Tamraz heard he had been banned from the White House and counterattacked through the DNC. In October he had dinner with Marvin Rosen and complained that he was being frozen out. ““Here’s a guy who had risked his life . . . then I get treated like this,’’ he told NEWSWEEK. ““Of course I resented it.’’ Rosen promised to look into it. Fowler then solicited another contribution–$100,000 for the Virginia state Democratic Party. Tamraz also says he told Fowler and others that his White House-access problem could be easily cured if somebody would check him out with the CIA.
What happened next is disputed by just about everybody involved. The CIA says Fowler called to suggest giving Tamraz a little help; Fowler denies making the call. Nevertheless, a second CIA background memo on Tamraz was produced, and this one omitted at least some of the damaging information contained in the first. It was sent to Sheila Heslin at the NSC, and according to CIA sources, Fowler paved the way with a call to Heslin in which he suggested that she ““review’’ her recommendation on the pipeline project and said she ““would be getting material from the CIA that would help her change her opinion.’’ (Fowler denies making the call.) Appalled at the political intrusion in the policy process, Heslin told a superior, Nancy Soderberg, who called Fowler and chewed him out. She also took her complaint to the NSC’s legal counsel, who reported it to the CIA.
One issue here is propriety: did the CIA succumb to political pressure on behalf of a campaign contributor and longtime asset? That is what the agency’s inspector general, on the orders of Director-designate George Tenet, is trying to find out. Heslin, now on maternity leave, has said she never asked for the second memo on Tamraz–and if that is true, someone at the CIA may have crossed the ethical line by responding to pressure from Fowler. CIA sources say there is ““preliminary’’ evidence that Heslin asked for the second memo. They also say the agency’s lawyers sanitized this report for fear of libeling Tamraz. Both reports came from a division of the CIA’s operations directorate that was headed by a much-decorated agency veteran, William Lofgren. In December, NEWSWEEK has learned, Lofgren and his staff smelled trouble and wrote a report on the controversy for the then Director John Deutch–but Deutch’s office has no record of it.
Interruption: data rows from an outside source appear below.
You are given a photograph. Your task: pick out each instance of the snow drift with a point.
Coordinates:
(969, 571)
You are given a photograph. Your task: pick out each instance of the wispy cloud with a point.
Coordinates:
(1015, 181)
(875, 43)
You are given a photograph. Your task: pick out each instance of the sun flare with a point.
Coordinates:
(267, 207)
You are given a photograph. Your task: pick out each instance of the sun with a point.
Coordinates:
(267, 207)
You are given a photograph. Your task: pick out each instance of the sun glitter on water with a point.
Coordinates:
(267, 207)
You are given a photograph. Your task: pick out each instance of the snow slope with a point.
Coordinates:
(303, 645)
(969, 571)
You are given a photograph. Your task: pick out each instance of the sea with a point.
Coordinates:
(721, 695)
The implication, to Lofgren’s friends in the agency, is that Lofgren is the fall guy for the high command’s failure to investigate whether the DNC had tried to manipulate the agency.
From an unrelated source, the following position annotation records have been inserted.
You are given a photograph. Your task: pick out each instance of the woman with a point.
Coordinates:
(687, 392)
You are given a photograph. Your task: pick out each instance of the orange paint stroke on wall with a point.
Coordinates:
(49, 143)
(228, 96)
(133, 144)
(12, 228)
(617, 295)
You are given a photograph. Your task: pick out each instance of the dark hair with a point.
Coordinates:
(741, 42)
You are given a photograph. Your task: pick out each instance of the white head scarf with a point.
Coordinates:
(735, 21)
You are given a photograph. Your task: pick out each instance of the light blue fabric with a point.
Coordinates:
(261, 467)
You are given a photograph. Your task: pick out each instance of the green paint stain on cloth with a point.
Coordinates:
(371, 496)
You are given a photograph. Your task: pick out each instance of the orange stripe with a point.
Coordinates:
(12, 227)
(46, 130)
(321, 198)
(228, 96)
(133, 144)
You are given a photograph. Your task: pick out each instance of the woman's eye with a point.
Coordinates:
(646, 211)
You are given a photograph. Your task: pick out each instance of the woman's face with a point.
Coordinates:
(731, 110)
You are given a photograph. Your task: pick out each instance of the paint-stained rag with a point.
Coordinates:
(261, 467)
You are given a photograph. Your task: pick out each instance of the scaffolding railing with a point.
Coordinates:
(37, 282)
But NSC officials think someone in Lofgren’s section fabricated the story that Heslin ordered the second report to cover up the fact that they had violated CIA rules against yielding to political influence. In any event, Lofgren has since resigned from the CIA–and briefly went to work for Roger Tamraz as a consultant. Now the campaign-money mess is, as George Tenet says, ““extremely serious’’ for the agency. It may be for Bill Clinton as well.